There were more than 200 unique vehicle hits in the [South Boston] substation lot. This included a mix of official vehicles and squad cars as well as civilian plates, many of them officers’ personal vehicles.

Next up: Muckrock reveals that South Boston PD really does drive 1966 AMC Ramblers?
Next up: Muckrock reveals that South Boston PD really does drive 1966 AMC Ramblers? {Image from “The Heat”, 2013]

It seems also that the volume of data collected was vast enough that the Boston PD had trouble following up on even repeated flags for stolen vehicles. Many vehicles appear multiple times in the database, including one stolen motorcycle that was flagged 59 times over the six-month period. Wonder when they’re going to look into that? Maybe if they retained less data in their database, they could follow up more consistently on the most serious violations. Police time, after all, is finite. We have to start asking at some point how much time we want our police to spend flagging down cars where the owners have missed a payment or forgotten a registration, relative to more serious crimes; and whether police department employees are likely to be well enough trained to handle the issues surrounding vast databases of this kind. The evidence so far suggests that ALPR is leading to misallocation of police time, and that they are collecting more than they can process.
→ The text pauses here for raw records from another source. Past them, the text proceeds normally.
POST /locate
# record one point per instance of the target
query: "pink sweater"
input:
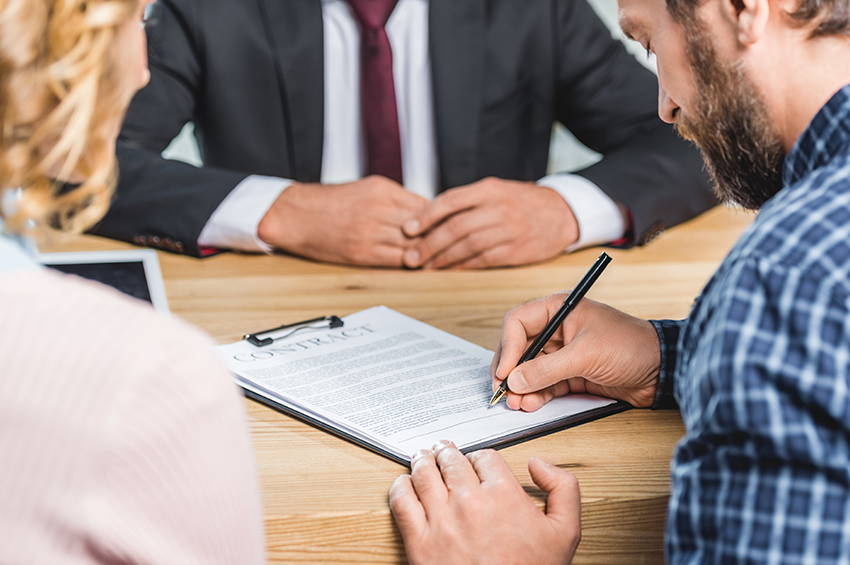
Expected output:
(122, 439)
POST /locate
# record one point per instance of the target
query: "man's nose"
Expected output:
(667, 108)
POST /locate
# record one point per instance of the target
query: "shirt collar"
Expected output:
(827, 136)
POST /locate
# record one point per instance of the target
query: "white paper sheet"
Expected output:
(393, 382)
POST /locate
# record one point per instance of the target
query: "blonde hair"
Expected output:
(61, 102)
The issue raised here is similar to the issue with mass government surveillance more generally. Technology now allows the government, if it wants to, to collect and assemble data on a vastly larger array of legal violations and even, as in this case, cars with missed car payments. It can sit on that data, and there’s no legal barrier to it using that data to assemble a three-month-long picture of a vehicle’s movements that would, according to the Supreme Court, trigger the requirement for a warrant (U. S. v. Jones). No warrants were obtained, no due process was followed, and the assembly of the data itself violated the privacy of all Boston residents.

Though neither Muckrock nor the Globe intend to release the unredacted databases to the public, Boston PD, to their credit, immediately suspended the ALPR program, pending a review by the commissioner. To our knowledge, that review was not completed by the time the new commissioner, William Evans, was appointed in January. It seems also that the police union has its own concerns about people being tracked – the people concerned, of course, being the police officers themselves. We’ll be interested to see what the result of the review will be.

Our approach, as always, is based on the Fourth Amendment, and is this: If there’s no reasonable suspicion (narrowly defined) or probable cause to suspect you of planning, committing, or having committed a crime, the police should not collect, retain or use information on you. It’s not their job to monitor everybody pro-actively in case we’re breaking some law somewhere, and the way the law now is, everybody probably breaks some law at least once a day.

Meanwhile, the ACLU’s License Plate Privacy Act would require Boston PD to discard ALPR data after 48 hours, sharply reducing the impact on privacy. They provide a handy tool here for urging your legislators to vote for it.

2 thoughts on “Boston PD Suspends ALPR Program After Massive Privacy Violation”

  1. While the PD suspending the program is nice, they can bring it back any time they want. True victory lies only in (a) popular outrage, backed by (b) the courts declaring that the program is unconstitutional.

    Still, merely “nice” news is better than uniformly bad news!